Alphabet monetizes consumer intent and enterprise needs through a set of platforms that translate user behavior into advertising and cloud services. The value chain begins with distribution (Search, YouTube, Chrome, Android), which captures high-frequency demand signals. Those signals flow into monetization systems: ad serving and measurement for advertising, and scalable infrastructure/software platforms for Google Cloud.

Because the company operates at both ends of the digital market—demand capture (users) and supply/automation (advertisers and publishers), plus infrastructure for developers—Alphabet can compound performance gains through better targeting, improved ranking/quality, and increasing platform efficiency.

💰 Revenue Streams & Monetisation Model

Advertising (core profit pool): Revenue is generated primarily through auction-based advertising across Search, YouTube, and network placements. Monetisation is driven by (1) user engagement and query volume, (2) advertiser demand, and (3) ad relevance/measurement quality, which supports higher effective pricing and conversion.

Google Services subscriptions and other consumer payments: Subscription offerings (e.g., storage and premium content access) create a smaller but more recurring revenue base with relatively lower customer acquisition costs versus advertising.

Google Cloud: Cloud revenue is a combination of usage-based consumption (infrastructure, platform services) and software/services packaged with compute. Margin drivers include utilization levels, mix shift toward higher-value platforms, and operational leverage from large-scale data centers and tooling.

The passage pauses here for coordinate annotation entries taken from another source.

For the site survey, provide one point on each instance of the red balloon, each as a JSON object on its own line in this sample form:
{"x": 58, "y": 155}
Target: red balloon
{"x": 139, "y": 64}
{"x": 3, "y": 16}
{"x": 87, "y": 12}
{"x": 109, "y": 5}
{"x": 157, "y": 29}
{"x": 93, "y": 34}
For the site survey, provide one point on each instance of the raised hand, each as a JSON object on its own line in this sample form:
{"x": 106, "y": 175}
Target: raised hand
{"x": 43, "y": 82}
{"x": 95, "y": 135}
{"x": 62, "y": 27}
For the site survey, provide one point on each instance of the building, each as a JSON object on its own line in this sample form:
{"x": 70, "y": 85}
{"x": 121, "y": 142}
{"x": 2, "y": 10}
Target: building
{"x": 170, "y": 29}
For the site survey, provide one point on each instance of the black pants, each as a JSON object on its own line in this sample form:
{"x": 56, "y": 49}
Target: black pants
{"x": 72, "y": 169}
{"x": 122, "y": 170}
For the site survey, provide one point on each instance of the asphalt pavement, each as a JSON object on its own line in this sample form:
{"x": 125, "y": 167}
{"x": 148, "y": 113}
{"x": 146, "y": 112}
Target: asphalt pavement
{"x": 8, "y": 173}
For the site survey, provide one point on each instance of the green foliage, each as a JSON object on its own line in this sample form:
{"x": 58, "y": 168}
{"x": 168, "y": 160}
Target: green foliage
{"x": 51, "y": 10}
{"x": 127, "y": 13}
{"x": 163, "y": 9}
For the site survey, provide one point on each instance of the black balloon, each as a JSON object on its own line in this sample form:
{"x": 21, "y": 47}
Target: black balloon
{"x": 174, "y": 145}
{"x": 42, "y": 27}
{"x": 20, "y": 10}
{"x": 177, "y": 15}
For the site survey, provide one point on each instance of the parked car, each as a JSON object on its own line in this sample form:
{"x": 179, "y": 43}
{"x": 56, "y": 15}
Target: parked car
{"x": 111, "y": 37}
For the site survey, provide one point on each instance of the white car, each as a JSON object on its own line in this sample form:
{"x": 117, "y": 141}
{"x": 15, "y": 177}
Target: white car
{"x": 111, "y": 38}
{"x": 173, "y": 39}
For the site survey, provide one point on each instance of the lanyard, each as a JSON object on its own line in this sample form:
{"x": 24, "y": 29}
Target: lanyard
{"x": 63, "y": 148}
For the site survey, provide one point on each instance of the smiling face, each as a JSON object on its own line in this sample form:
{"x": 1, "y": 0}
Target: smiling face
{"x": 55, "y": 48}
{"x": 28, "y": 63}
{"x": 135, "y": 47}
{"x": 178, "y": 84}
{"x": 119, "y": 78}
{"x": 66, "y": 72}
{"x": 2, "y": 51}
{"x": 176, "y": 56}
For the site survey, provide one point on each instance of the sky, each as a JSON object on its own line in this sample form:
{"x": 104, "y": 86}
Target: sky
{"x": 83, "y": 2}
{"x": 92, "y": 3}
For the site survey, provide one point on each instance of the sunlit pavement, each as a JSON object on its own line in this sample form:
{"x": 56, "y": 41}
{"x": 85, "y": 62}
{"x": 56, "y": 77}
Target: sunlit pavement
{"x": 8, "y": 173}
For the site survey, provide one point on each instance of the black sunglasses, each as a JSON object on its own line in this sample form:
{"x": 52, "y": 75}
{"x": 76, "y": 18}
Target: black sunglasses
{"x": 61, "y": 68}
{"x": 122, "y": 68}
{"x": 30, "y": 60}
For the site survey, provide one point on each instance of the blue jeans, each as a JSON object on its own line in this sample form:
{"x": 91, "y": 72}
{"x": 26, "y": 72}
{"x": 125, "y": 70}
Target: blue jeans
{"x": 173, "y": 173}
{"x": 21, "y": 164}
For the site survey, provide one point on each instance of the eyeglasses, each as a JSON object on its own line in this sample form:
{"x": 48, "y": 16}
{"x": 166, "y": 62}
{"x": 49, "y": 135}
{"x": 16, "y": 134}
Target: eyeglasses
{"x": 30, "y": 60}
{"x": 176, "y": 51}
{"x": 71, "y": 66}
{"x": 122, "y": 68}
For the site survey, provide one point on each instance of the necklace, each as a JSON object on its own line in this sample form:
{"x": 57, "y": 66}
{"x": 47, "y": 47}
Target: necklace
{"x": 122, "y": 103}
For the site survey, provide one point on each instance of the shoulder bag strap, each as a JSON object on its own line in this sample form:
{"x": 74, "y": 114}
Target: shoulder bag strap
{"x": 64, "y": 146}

Key margin logic: Advertising margins benefit from improved ad relevance, automation of bidding/targeting, and scale in serving/measurement. Cloud margins depend on capacity planning discipline, utilization, and the mix between infrastructure and higher-level managed services.

🧠 Competitive Advantages & Market Positioning

Alphabet’s moat is a combination of Switching Costs (ecosystem and default distribution), Cost Advantages (infrastructure and ad-tech efficiency), and Network Effects (two-sided ad marketplace), reinforced by intangible assets (search index, proprietary ranking/measurement, and AI research/engineering).

  • Cost advantages & operational scale: Large-scale infrastructure, data processing, and ad-tech systems reduce unit costs in serving ads and running machine learning workloads. This supports sustained investment while maintaining a strong economic profile versus smaller ad platforms.
  • Network effects in advertising: Advertisers benefit from large, high-quality inventories and measurement; users benefit from relevance and free access. Improved models raise engagement and performance, attracting more advertisers and reinforcing the marketplace.
  • Switching costs via ecosystem/default behaviors: Search is deeply embedded into daily workflows, while Android, Chrome, and developer tooling increase the friction for users and advertisers to meaningfully re-platform their usage.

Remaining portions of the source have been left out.